Troubleshooting¶
This page collects common issues when installing INFTY, writing closures, running optimizers, and generating plots.
ModuleNotFoundError: No module named 'infty'¶
The package is not installed in the active Python environment.
Check the active Python executable:
which python
python -m pip show infty
Install or reinstall:
python -m pip install -e .
ModuleNotFoundError for PILOT/demo dependencies¶
The PILOT demo and some optional workflows require the examples extra. The minimal scripts under examples/infty_minimal/ do not. From a source checkout, run this from the repository root:
python -m pip install ".[examples]"
Optimizer does not update parameters¶
Check that:
- model parameters have
requires_grad=True; - the base optimizer was initialized with the same parameters;
- the closure returns scalar losses;
optimizer.set_closure(loss_fn)is called beforeoptimizer.step();- you are not accidentally calling
base_optimizer.zero_grad()afteroptimizer.step()in a way that hides the update.
Closure returns the wrong format¶
INFTY expects:
return logits, [loss]
not:
return loss
and not:
return logits, loss
For multi-objective optimizers, use:
return logits, [loss_1, loss_2]
UniGrad_FS only supports two losses¶
For task_id > 0, UniGrad_FS requires exactly two losses:
return logits, [old_loss, new_loss]
If you have more than two loss terms, combine them before returning:
old_loss = replay_loss + regularization_loss
new_loss = supervised_loss
return logits, [old_loss, new_loss]
C-Flat or SAM-style optimizer is slow¶
Geometry-aware optimizers may call the closure multiple times per step.
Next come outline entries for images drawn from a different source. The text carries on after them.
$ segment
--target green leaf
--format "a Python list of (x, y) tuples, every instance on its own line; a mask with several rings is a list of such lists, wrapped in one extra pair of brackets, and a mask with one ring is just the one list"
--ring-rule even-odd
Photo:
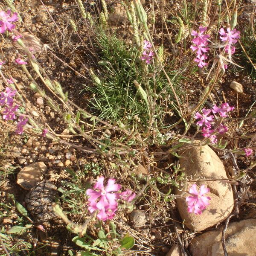
[(26, 217), (29, 221), (32, 222), (32, 220), (28, 216), (28, 212), (26, 209), (18, 202), (17, 201), (15, 203), (15, 206), (16, 209), (20, 213)]
[(125, 248), (127, 250), (133, 247), (135, 243), (134, 239), (128, 234), (125, 235), (119, 242), (121, 244), (120, 248)]
[(6, 233), (7, 234), (16, 234), (20, 233), (26, 229), (29, 228), (26, 227), (21, 226), (14, 226), (12, 227)]
[(105, 233), (103, 230), (99, 230), (99, 232), (98, 232), (98, 236), (99, 238), (102, 239), (102, 238), (106, 238), (106, 236), (105, 236)]

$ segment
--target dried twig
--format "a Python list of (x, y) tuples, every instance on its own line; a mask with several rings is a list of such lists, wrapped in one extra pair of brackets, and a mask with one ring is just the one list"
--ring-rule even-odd
[[(231, 152), (230, 154), (231, 155), (231, 158), (233, 161), (233, 163), (234, 164), (234, 166), (235, 169), (236, 169), (236, 172), (235, 174), (236, 175), (237, 173), (240, 173), (240, 171), (239, 169), (239, 168), (237, 165), (237, 163), (236, 163), (236, 158), (234, 156), (234, 154), (233, 153)], [(239, 218), (239, 207), (238, 206), (238, 197), (237, 196), (237, 189), (236, 189), (236, 186), (235, 185), (232, 184), (232, 188), (233, 189), (233, 194), (234, 195), (234, 197), (235, 199), (234, 199), (234, 209), (232, 212), (229, 215), (227, 219), (226, 220), (226, 221), (225, 222), (225, 226), (224, 227), (224, 228), (222, 230), (222, 235), (221, 237), (221, 243), (222, 244), (222, 247), (223, 247), (223, 250), (224, 251), (224, 256), (228, 256), (228, 254), (227, 252), (227, 248), (226, 247), (226, 241), (225, 240), (225, 234), (226, 233), (226, 231), (227, 229), (227, 227), (228, 226), (228, 224), (229, 223), (230, 221), (230, 219), (234, 216), (236, 216), (237, 218)]]

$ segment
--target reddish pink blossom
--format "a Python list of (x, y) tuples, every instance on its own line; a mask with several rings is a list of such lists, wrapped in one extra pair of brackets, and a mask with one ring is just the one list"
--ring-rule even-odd
[(19, 65), (23, 65), (23, 64), (27, 64), (27, 62), (26, 62), (23, 60), (21, 59), (20, 58), (17, 58), (16, 60), (15, 60), (16, 63)]
[(6, 107), (3, 111), (3, 118), (4, 120), (13, 120), (16, 118), (15, 113), (17, 111), (19, 106), (12, 105)]
[(104, 177), (99, 177), (93, 186), (94, 189), (86, 190), (86, 194), (89, 196), (88, 209), (92, 213), (99, 210), (97, 217), (99, 220), (105, 221), (112, 218), (117, 209), (116, 199), (118, 195), (116, 192), (121, 188), (121, 185), (115, 184), (115, 179), (109, 179), (105, 187), (103, 185)]
[(26, 118), (25, 116), (20, 116), (17, 124), (17, 128), (15, 130), (15, 132), (18, 134), (22, 134), (23, 133), (23, 128), (29, 120), (28, 118)]
[(191, 45), (190, 49), (195, 52), (196, 51), (197, 56), (200, 56), (202, 55), (204, 53), (207, 52), (209, 49), (209, 47), (205, 47), (207, 45), (207, 43), (205, 43), (203, 45)]
[(144, 50), (150, 50), (151, 47), (152, 47), (152, 44), (150, 43), (150, 42), (147, 41), (147, 40), (144, 40), (144, 46), (143, 49)]
[(13, 90), (9, 87), (6, 88), (5, 92), (0, 93), (0, 105), (7, 104), (11, 105), (13, 102), (13, 97), (16, 93), (16, 90)]
[(214, 130), (211, 129), (210, 126), (209, 127), (204, 127), (202, 129), (202, 134), (204, 137), (208, 138), (211, 136), (214, 131)]
[(250, 156), (252, 154), (253, 154), (253, 151), (251, 148), (244, 148), (244, 154), (246, 157)]
[(13, 79), (12, 78), (10, 78), (10, 79), (6, 79), (6, 81), (7, 81), (7, 83), (8, 84), (14, 84), (15, 82), (17, 83), (18, 81), (15, 79)]
[(16, 42), (18, 39), (21, 38), (22, 36), (21, 35), (13, 35), (12, 37), (12, 39), (13, 40), (14, 42)]
[(217, 140), (216, 135), (211, 135), (209, 137), (209, 139), (210, 139), (211, 143), (212, 143), (212, 144), (215, 144), (217, 142)]
[(142, 53), (142, 56), (141, 57), (141, 58), (143, 61), (145, 61), (147, 64), (150, 64), (151, 63), (151, 61), (153, 60), (154, 55), (154, 52), (152, 51), (150, 51), (148, 53), (147, 51), (145, 50)]
[(128, 189), (120, 193), (119, 196), (119, 198), (122, 200), (127, 202), (131, 202), (134, 199), (136, 196), (136, 194), (135, 193), (133, 193), (131, 190)]
[(45, 128), (43, 130), (43, 132), (42, 132), (42, 134), (41, 134), (43, 137), (46, 137), (46, 134), (47, 134), (48, 132), (48, 130)]
[(14, 12), (11, 17), (11, 10), (8, 10), (6, 13), (3, 11), (0, 12), (0, 33), (3, 34), (6, 30), (11, 31), (15, 28), (15, 25), (12, 24), (11, 22), (14, 22), (18, 20), (17, 12)]
[(193, 30), (191, 33), (191, 35), (195, 37), (192, 39), (192, 42), (197, 45), (204, 44), (205, 42), (208, 41), (207, 38), (210, 37), (209, 35), (204, 35), (204, 33), (205, 32), (207, 29), (207, 27), (204, 27), (200, 26), (199, 27), (199, 31), (198, 32), (195, 30)]
[(208, 188), (206, 188), (204, 185), (202, 185), (200, 187), (200, 190), (198, 193), (195, 184), (193, 184), (191, 186), (189, 189), (189, 193), (193, 195), (188, 196), (186, 199), (188, 205), (189, 212), (194, 212), (196, 215), (202, 213), (202, 211), (210, 204), (209, 200), (211, 200), (211, 198), (204, 195), (209, 191)]
[(204, 54), (203, 55), (198, 55), (196, 58), (195, 59), (194, 61), (198, 63), (198, 66), (199, 67), (203, 67), (207, 65), (207, 63), (204, 62), (204, 61), (208, 58), (208, 57)]
[(236, 29), (231, 30), (230, 28), (227, 28), (227, 32), (225, 32), (224, 29), (221, 28), (219, 33), (221, 35), (221, 40), (223, 42), (227, 41), (230, 44), (235, 44), (237, 42), (237, 39), (240, 38), (240, 32), (236, 31)]
[(202, 114), (198, 112), (195, 113), (195, 119), (201, 119), (196, 123), (196, 124), (199, 126), (202, 126), (204, 124), (207, 127), (210, 127), (211, 122), (213, 122), (214, 117), (212, 115), (208, 116), (211, 113), (211, 110), (203, 108), (202, 112)]
[(220, 134), (223, 134), (228, 131), (228, 128), (226, 125), (221, 124), (218, 127), (217, 129)]
[(228, 103), (225, 103), (221, 104), (220, 108), (218, 108), (216, 105), (215, 105), (212, 107), (212, 111), (214, 114), (219, 113), (220, 116), (222, 117), (226, 117), (227, 116), (227, 113), (232, 111), (234, 108), (235, 107), (230, 107)]
[(228, 44), (225, 47), (225, 52), (228, 54), (234, 54), (236, 51), (236, 47), (232, 46), (230, 44)]

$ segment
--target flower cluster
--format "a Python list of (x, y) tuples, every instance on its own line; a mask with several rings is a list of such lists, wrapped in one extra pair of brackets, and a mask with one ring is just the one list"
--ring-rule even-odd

This is expected because they evaluate perturbed model states.
Mitigations:
- reduce batch size;
- use mixed precision where safe;
- use smaller models for debugging;
- start with fewer epochs;
- profile closure runtime.
CUDA out of memory¶
Common causes:
- large model and large batch;
- optimizer calls closure multiple times;
- visualization computes Hessian-related quantities;
- graph retained by multi-objective gradient computation.
Mitigations:
base_optimizer.zero_grad(set_to_none=True)
and reduce:
- batch size;
- visualization
samples; - trajectory
grid_size; - number of zeroth-order queries
q.
BatchNorm behaves unexpectedly¶
Some geometry-aware optimizers temporarily disable or enable running statistics during perturbation passes. If results look unstable:
- verify model train/eval mode;
- use sufficiently large batches for BatchNorm;
- consider freezing BatchNorm statistics in continual-learning stages;
- compare with a base optimizer baseline.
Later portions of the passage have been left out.